What soft for pups would you recommend?
Thank you


----------



## Cosy (Feb 9, 2006)

Two months is very young for hard food. Just add some warm water, let it soak
and try it that way. 

Also, you might supplement with Nutrical as pups that young can be hypoglycemic.
It's really too young to be away from it's mama.


----------



## martuska (Jun 1, 2006)

Can you tell me whats Nutrical is please? I'm totaly not informed


----------



## Scoobydoo (May 26, 2005)

Nutrical is a vitamin suppliment you can purchase from Petco or Pets Mart. If you ask someone at the store they will show you where to find it. It comes in a tube and is a paste that is easy to give to young puppies. Normally they will take it readily. Your puppy must eat on a regular basis or she could go into hypoglycemic shock which is common in very young small breed puppies.
I would also suggest you try to feed her some kibble that has been softened with warm water, she may be having difficulty chewing the hard kibble and that is probably why she isn't accepting them.
I hope this helps you.


----------



## martuska (Jun 1, 2006)

Thank you so much!
she loves boiled chicked though hehhe


----------



## HappyB (Feb 28, 2005)

> Thank you so much!
> she loves boiled chicked though hehhe[/B]

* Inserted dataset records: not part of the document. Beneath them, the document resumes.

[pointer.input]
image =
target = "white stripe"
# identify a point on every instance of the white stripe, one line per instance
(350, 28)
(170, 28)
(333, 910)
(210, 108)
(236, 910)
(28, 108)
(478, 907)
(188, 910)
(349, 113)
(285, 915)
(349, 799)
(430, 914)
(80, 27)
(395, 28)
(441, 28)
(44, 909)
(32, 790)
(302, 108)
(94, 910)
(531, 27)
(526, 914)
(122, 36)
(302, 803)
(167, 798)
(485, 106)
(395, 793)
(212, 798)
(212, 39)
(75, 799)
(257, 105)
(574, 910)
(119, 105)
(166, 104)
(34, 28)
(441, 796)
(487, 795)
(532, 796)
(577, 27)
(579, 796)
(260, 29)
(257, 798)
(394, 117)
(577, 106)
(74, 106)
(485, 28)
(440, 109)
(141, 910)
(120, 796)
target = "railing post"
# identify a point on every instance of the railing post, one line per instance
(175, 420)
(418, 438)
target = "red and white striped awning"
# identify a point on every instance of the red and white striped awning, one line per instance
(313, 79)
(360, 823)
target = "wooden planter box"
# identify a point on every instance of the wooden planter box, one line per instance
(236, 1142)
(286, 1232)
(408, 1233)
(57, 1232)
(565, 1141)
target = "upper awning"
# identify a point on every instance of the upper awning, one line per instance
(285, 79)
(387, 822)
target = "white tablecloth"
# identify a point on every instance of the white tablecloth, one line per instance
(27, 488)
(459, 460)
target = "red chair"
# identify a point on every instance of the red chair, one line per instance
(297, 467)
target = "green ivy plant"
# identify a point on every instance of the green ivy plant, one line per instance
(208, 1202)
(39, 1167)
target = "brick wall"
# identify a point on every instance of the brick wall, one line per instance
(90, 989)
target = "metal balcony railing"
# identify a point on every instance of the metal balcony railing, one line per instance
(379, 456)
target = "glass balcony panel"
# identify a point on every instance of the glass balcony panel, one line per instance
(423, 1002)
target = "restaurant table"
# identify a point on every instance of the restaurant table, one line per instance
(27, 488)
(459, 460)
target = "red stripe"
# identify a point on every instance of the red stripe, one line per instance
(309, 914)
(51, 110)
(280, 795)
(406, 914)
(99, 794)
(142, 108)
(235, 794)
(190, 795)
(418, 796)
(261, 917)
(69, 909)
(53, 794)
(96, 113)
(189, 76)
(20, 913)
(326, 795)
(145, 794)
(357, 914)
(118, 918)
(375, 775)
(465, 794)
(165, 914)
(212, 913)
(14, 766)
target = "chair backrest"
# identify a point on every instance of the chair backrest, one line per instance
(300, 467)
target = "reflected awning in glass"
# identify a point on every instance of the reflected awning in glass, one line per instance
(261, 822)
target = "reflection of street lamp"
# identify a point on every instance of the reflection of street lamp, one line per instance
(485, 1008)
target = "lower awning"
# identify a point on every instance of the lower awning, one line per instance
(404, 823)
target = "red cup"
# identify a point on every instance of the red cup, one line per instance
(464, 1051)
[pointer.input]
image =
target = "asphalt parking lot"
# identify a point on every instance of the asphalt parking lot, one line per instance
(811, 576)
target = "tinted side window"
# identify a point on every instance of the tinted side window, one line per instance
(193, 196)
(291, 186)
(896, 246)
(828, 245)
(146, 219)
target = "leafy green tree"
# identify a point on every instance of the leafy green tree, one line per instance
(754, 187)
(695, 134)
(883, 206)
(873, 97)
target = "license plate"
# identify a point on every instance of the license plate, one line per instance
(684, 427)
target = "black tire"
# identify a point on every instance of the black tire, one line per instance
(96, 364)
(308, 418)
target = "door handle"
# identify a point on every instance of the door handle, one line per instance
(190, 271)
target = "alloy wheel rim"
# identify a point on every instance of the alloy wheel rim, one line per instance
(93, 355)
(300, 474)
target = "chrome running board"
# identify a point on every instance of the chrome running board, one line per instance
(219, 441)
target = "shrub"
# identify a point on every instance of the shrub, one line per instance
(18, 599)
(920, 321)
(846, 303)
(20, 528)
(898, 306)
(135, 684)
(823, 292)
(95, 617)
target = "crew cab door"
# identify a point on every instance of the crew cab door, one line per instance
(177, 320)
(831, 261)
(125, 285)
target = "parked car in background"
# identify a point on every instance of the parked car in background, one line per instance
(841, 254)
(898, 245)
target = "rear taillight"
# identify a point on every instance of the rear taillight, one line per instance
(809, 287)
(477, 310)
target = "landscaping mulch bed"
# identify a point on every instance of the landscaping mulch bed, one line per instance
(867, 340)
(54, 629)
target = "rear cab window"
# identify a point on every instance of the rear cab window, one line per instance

You can also add something to the soft food to make it more enticing. In addition to saking it, you might add a little baby food meat to it. 
I don't know what your pup weighs, but I would suspect it is under two pounds. Please do not let it go longer than four to six hours without eating. I've had some who were stubborn (I'm a breeder so they are my own pups) and wouldn't start on hard kibble until after three months. Right now, I have a 14 week old boy who is just now eating a few hard pieces a day. The only way I get him to eat it is to throw it in the floor. He thinks he has something he shouldn't have. If I put it in a bowl, I'm not going to get any success with the hard kibble. Last year, I had one who ate in the floor for over a month before he decided the bowl was OK to eat out of.
He has been raised on baby food so now I can soak it in the water with his kibble. 
Good luck with your baby.


----------



## momtoboo (Jan 30, 2006)

Boo wasn't a good eater at all.I would mix his hard kibble with a little chicken babyfood & he would eat it right up.I also hand fed him one kibble at a time,& that worked out fairly well.


----------



## martuska (Jun 1, 2006)

you mean baby food? like human baby food?


----------



## HappyB (Feb 28, 2005)

> you mean baby food? like human baby food?[/B]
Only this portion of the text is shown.